# DoA



## unitrunker (Apr 6, 2019)

I ordered Michael Lucas's newest book on jails through Amazon. Got this email today.



> UPS SurePost won't be able to deliver your package as it's been damaged.
> The package is now being returned. We're very sorry for the inconvenience.
> We will issue a full refund as soon as the package is returned. We will notify you when the refund is processed.


 
Sadness.


----------



## kpedersen (Apr 6, 2019)

Ah thats a bit of a pain.

I think they should give you a refund *and* deliver the parcel.
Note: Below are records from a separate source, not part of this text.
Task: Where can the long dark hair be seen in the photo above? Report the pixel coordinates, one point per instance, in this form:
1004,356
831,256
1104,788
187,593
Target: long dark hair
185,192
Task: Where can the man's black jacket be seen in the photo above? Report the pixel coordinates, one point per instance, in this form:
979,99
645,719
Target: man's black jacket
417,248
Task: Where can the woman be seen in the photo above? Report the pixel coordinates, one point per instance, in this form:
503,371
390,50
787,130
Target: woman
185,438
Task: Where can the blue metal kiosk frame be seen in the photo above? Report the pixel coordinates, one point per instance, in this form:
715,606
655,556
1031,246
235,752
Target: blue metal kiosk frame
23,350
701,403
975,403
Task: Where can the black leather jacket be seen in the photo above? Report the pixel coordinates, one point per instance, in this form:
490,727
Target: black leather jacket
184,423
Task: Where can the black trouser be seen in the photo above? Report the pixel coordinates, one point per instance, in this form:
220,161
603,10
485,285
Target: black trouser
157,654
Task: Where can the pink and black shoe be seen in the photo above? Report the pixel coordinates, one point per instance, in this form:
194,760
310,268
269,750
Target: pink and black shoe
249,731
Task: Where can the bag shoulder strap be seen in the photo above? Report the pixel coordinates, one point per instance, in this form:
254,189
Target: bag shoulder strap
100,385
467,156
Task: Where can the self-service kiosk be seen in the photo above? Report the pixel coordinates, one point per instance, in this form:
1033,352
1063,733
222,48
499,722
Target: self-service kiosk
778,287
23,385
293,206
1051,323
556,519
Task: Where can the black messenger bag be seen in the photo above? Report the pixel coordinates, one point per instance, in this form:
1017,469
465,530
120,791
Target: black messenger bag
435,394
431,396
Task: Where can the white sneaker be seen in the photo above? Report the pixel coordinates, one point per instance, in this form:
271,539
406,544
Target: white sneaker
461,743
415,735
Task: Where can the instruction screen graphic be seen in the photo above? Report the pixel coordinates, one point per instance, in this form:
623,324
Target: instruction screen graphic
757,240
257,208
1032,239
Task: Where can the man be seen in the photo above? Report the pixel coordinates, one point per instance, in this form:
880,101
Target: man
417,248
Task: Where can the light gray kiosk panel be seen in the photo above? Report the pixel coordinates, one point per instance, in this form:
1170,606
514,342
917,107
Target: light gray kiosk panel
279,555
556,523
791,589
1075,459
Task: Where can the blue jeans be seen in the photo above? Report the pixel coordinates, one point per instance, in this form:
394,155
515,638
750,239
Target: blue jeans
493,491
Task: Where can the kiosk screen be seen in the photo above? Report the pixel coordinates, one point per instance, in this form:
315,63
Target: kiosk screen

That way *you* can decide if it is too damaged for your use-case.

I wonder what happened to it? Dropped in a puddle? Mashed by the plane engine?


----------



## unitrunker (Apr 6, 2019)

kpedersen said:


> what happened to it? Dropped in a puddle? Mashed by the plane engine?


Heavy rain today so my guess is it got wet.


----------



## linux->bsd (Apr 6, 2019)

Will Amazon drones not be able to deliver packages in inclement weather, or is Amazon developing miniture ponchos for them?


----------



## Crivens (Apr 6, 2019)

Amazon tried delivery "drones" here, rolling on the sidewalk. They stopped it after kids started riding them on their route.

unitrunker 
Better this than finding some book shredded, sticking out of a bog bucket thingy and getting the "it was fine when we put it in your backyard" response upon complaining.


----------



## SirDice (Apr 8, 2019)

Something like these ones?


----------